Fig. 5: O-GlcNAcylation of HtL1 is catalyzed by TaOGT1, and enhances its stability.

a Yeast two-hybrid (Y2H) assay shows the interaction between HtL1 and TaOGT1. APP-Cub and NubG-Fe65 was employed as the positive control. b Bimolecular Fluorescence Complementation (BiFC) assay indicates the interaction between HtL1 and TaOGT1 in vivo. Scale bars, 50 µm. c Detection of the interaction between HtL1 and TaOGT1 by Luciferase Complementation Imaging (LCI) assay. Luciferase activity was assessed 48 h after infiltration. d Vernalization induces an enhanced O-GlcNAcylation level of HtL1 and promotes its accumulation in wheat. Chemoenzymatic labeling approach was conducted for analyzing O-GlcNAcylated HtL1 in wheat. The HtL1-OE plants were vernalized at 4 °C for 0, 7, 14, and 21 days, respectively, and then for total protein isolation and chemoenzymatic labeling. O-GlcNAcylated proteins were selectively enriched for subsequent detection of the target protein. Constitutively expressed HtL1 was detected using anti-HA antibody. The HtL1 levels were normalized to Actin, and then for quantification of the percentage of O-GlcNAcylated HtL1 relative its total amount.
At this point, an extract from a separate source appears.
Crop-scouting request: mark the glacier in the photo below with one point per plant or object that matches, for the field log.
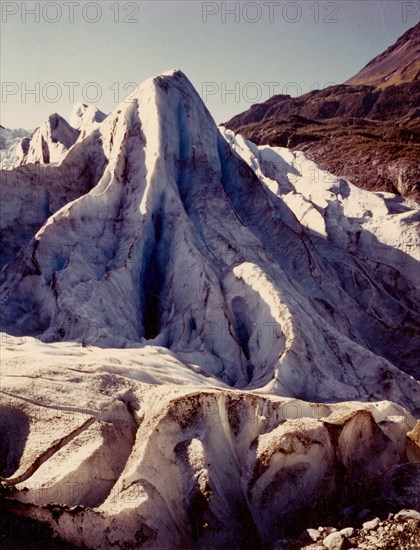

The relative protein abundance was quantified using ImageJ software. (n = 3 biological replicates for the analysis of HtL1-HA levels, and n = 3 biological replicates for chemoenzymatic labeling and the assay of O-GlcNAc modification levels of HtL1-HA following vernalization treatment). e and f Inhibitors that modify O-GlcNAc levels impact HtL1 stability. Germinating seeds of HtL1-OE plants were treated with PUGNAc combined with GlcNAc, or Alloxan alone during vernalization (V21), then for total protein extraction. HtL1 was detected using anti-HA antibody. Actin was probed as a loading control in (d), (e) and (f), respectively. Three independent biological replicates were performed. Source data are provided with this figure.